American poet (1801–1860)

William Wilson (25 December 1801 – 25 August 1860) was a Scottish-American poet, bookseller and publisher.

==Biography==
Wilson was born in Perthshire, Scotland. At an early age he was imbued with a passionate love of poetry, derived from his mother, who sang the Jacobite songs and ballads of her native land. While a boy he lost his father, the merchant's death being preceded by his failure in business. A bachelor uncle's fortune in Jamaica was in some way lost to his brother's children, for whom it was intended, so that Wilson's early life was accompanied by many deprivations, including the completion of his education. At 22, he became the editor of the Dundee Literary Olio, a large proportion of which he wrote, in both prose and verse.

By 1826, Wilson had married and moved with his wife to Edinburgh at the urging of influential friends; he became established in business, and joined the literary circle of Christopher North. That same year his young wife died, and he expressed his sorrow in poetry. In 1830, Wilson married Miss Sibbald, of Borthaugh, a descendant of Sir Andrew Sibbald and a niece of James Sibbald, the literary antiquary and editor of the Chronicle of Scottish Poetry, also the friend of Robert Burns. They had three sons together.

Wilson published poems in the Edinburgh Literary Journal and other leading periodicals. At this period, the young poet's charming conversation and manners made him a welcome guest in the literary circles of Edinburgh. At the house of Mrs. Anne Grant, of Loch Laggan, he was a constant visitor, and she owned his portrait by Sir John Watson Gordon.
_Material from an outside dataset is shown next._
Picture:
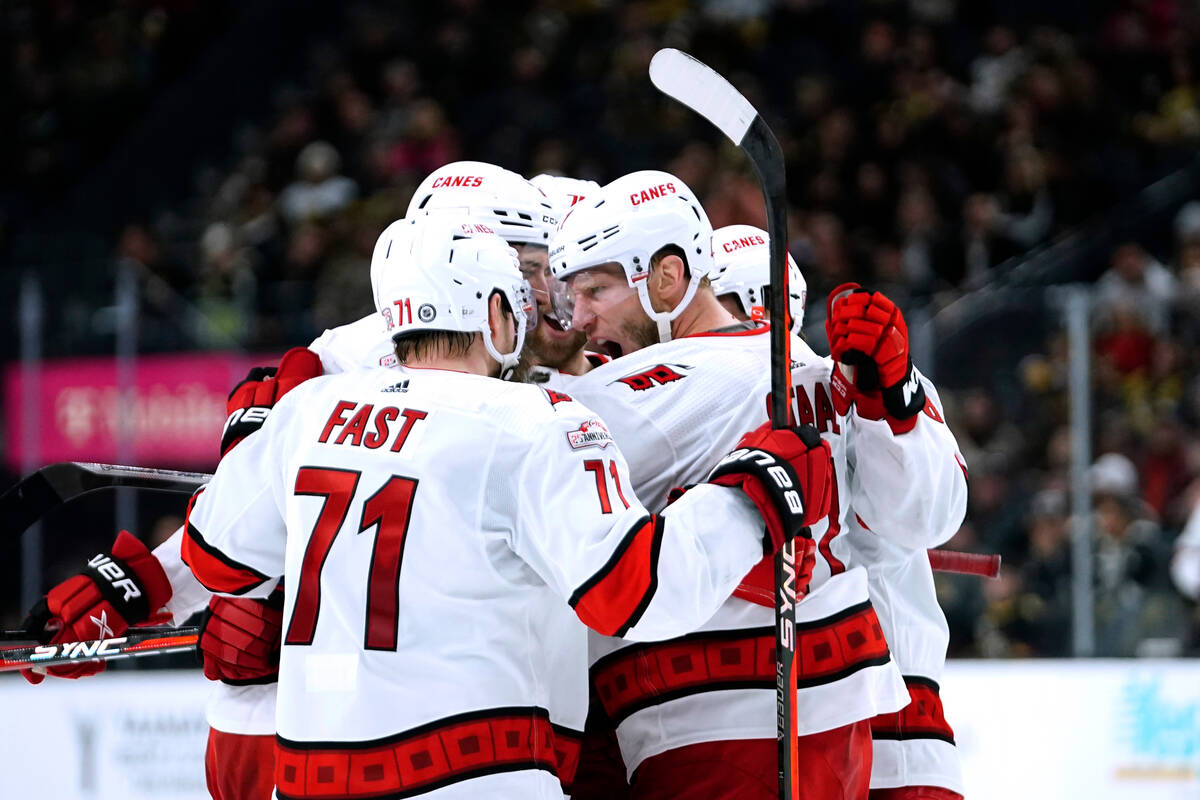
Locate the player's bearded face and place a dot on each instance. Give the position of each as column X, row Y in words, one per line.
column 609, row 311
column 550, row 344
When 32 years of age, Wilson and his wife emigrated to the United States and settled at Poughkeepsie, New York, on the Hudson River. He was a bookseller and publisher, which he continued till his death, a portion of the time in partnership with the elder brother of Bishops Alonzo and Horatio Potter, and later with his son, James Grant. Wilson occasionally contributed in prose and verse — generally anonymously — to various American periodicals. Sometimes he sent contributions to the British Blackwood or Chambers's Journal. Selections of his poems appeared in The Cabinet, Modern Scottish Minstrel, and Henry Wadsworth Longfellow's Poems of Places, but he never issued them in a volume.

Wilson died in Poughkeepsie. It was not till 1869 that a portion of his poems were published in Poughkeepsie with a memoir by Benson J. Lossing. A second edition, with additional poems, appeared in 1875, and a third in 1884. Willis pronounced one of Wilson's poems "the best modern imitation of the old ballad style that he had ever met with," and William Cullen Bryant said "the song in which the writer personates Richard the Lion-hearted during his imprisonment is more spirited than any of the ballads of Aytoun."

All of Wilson's sons by his second marriage served in the Civil War: James attained the rank of brevet brigadier general; the second fell at the head of his company at Fredericksburg, Virginia; and the youngest, leaving his studies at 16, volunteered with several of his classmates and went to the front.